11034326_853055808074585_4628419856482101325_o   As you will know if you have been following my blog, when I run the London Marathon in April, I will be raising money for Partners For Change Ethiopia, a truly remarkable charity, which helps children living in poverty through a myriad of projects. I have been working with the team since November 2013, and organised a performance at WOMAD for them last summer and a special event at the House of Commons in October. It was therefore a real honour to recently see first-hand what PFC Ethiopia has achieved on the ground.

It may be 3 weeks since I returned from Ethiopia, but the memories of my trip are still crystal clear and will be etched in my mind forever. I met so many wonderful people, who despite living in extreme poverty wanted to help others who were worse off. I felt a kaleidoscope of emotions during my trip – sometimes helplessness, sometime hopefulness.

I spent 5 days with the local Partners For Change Ethiopian team in the community of Gende Tesfa on the outskirts of the vibrant city of Dire Dawa in eastern Ethiopia which is the focus of our 30th anniversary fundraising campaign.

My main task was to set up a community journalism project  with the help of local Ethiopian colleagues on the ground. Over the next 6 months, we are going to follow the lives of six families and individuals which the charity is helping. I interviewed our case-studies at length and found out what daily life is like for them. The picture was generally quite bleak – many parents weren’t able to feed their children every day and didn’t have access to fresh water. Going to school and having the access to education was viewed as a  luxury not a human right.
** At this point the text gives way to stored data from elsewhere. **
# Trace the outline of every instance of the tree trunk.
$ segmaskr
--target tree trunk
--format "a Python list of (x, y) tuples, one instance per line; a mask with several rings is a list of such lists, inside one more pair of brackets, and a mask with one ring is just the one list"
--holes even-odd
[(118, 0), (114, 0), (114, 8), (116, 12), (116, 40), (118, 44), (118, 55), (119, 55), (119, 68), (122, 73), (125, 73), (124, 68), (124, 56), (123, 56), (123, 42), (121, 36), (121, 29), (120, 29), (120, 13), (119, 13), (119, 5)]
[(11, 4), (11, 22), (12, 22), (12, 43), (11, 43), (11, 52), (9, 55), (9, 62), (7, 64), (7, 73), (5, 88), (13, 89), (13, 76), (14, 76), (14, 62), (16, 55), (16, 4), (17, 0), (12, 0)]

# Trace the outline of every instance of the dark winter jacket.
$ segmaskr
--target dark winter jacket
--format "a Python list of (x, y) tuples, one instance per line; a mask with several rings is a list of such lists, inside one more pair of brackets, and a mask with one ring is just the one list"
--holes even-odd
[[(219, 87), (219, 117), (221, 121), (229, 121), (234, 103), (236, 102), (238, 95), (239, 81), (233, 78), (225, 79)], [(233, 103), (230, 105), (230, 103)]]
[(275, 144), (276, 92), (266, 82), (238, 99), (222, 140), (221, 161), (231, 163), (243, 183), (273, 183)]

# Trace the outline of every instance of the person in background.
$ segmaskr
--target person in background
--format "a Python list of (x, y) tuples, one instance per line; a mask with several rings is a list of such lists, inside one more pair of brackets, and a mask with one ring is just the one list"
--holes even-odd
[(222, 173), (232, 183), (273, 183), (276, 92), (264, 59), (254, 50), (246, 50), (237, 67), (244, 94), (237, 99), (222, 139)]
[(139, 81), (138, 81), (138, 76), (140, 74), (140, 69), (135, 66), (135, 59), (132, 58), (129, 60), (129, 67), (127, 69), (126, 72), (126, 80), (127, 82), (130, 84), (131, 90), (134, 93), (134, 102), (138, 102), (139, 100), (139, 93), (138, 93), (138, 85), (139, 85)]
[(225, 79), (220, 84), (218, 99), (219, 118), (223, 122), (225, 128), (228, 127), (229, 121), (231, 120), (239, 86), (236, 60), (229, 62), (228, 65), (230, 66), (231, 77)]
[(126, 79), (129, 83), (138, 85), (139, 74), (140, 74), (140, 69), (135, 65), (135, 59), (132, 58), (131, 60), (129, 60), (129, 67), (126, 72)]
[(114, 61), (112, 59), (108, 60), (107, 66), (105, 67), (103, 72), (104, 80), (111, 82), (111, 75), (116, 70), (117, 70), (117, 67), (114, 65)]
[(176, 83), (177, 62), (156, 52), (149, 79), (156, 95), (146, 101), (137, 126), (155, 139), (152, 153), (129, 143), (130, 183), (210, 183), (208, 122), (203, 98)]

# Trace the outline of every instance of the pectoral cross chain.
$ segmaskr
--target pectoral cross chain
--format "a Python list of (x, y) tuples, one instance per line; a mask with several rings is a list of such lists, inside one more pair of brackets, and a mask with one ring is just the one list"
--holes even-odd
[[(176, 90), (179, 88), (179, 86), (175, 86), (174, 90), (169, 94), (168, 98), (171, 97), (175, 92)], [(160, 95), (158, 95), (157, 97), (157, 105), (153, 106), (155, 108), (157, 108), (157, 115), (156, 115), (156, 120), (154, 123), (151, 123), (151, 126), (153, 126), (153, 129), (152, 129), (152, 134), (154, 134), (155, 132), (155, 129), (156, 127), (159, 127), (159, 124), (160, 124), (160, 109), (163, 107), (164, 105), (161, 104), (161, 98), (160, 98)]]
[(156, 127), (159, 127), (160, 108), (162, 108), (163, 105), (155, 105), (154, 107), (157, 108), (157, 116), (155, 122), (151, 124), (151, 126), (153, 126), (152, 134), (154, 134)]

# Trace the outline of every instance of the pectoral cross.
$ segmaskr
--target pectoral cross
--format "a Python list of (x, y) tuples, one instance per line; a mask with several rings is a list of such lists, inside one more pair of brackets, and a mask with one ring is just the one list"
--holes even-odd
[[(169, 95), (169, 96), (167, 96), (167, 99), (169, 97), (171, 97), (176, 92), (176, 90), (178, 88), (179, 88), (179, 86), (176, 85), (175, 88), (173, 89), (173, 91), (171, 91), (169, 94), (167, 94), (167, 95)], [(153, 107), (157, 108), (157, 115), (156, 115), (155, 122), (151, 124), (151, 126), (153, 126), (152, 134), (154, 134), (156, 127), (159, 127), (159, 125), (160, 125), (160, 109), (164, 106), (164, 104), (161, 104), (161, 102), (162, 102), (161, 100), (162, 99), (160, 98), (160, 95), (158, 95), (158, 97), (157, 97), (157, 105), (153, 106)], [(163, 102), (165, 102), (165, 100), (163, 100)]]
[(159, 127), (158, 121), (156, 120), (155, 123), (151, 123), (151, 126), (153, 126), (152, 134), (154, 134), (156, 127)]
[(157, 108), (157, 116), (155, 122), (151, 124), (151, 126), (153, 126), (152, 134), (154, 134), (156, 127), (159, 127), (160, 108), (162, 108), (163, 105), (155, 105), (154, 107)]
Despite what were often quite challenging conditions, the families I met were very proud of what little they had, and like all of us, celebrated precious moments with family and friends. They were amused and entertained by my visit – many children shouted “Ferange” (Amharic for “foreigner”) and wherever I went, I received many communal hugs. The children there  – just like those in the UK  – want to be loved, and have fun.


Zerhara’s story


I spent one day with an amazing woman called Zerhara whose life we will be following over the next 6 months. She perhaps best exemplifies the dignity and the inner fortitude of the families I met there. Zerhara has been treated for leprosy and can barely move her chafed hands. Daily chores like cooking and washing clothes are very painful and difficult for her.

Despite being in her sixties, Zerhara is raising her grandchildren on her own in a very basic hut where they sleep on the floor. Their toilet is a hole in the ground with some rags hanging around it. Life’s very challenging. Zerhara works long days gathering fire-wood and earns around 20 Birr for that (less than a pound!)

When I asked Zerhara how she managed to feed her children, she shrugged her shoulders, looked down at the ground and said: “Sometimes I can only give them sugared water for breakfast, and other times they can share a slice of bread. I do what I can but sometimes it’s not enough.”

The family has an ox which is tied to a tree next to the toilet. Zerhara is very proud of it, and believes that if she can fatten the animal, they might have a brighter future.

Meeting Zerhara and others like her moved me beyond words. It was a truly life-affirming experience and also a reminder that although our lives are very different, there are more things which unite us than set us apart – our love for our families and a desire to make the best of what we have.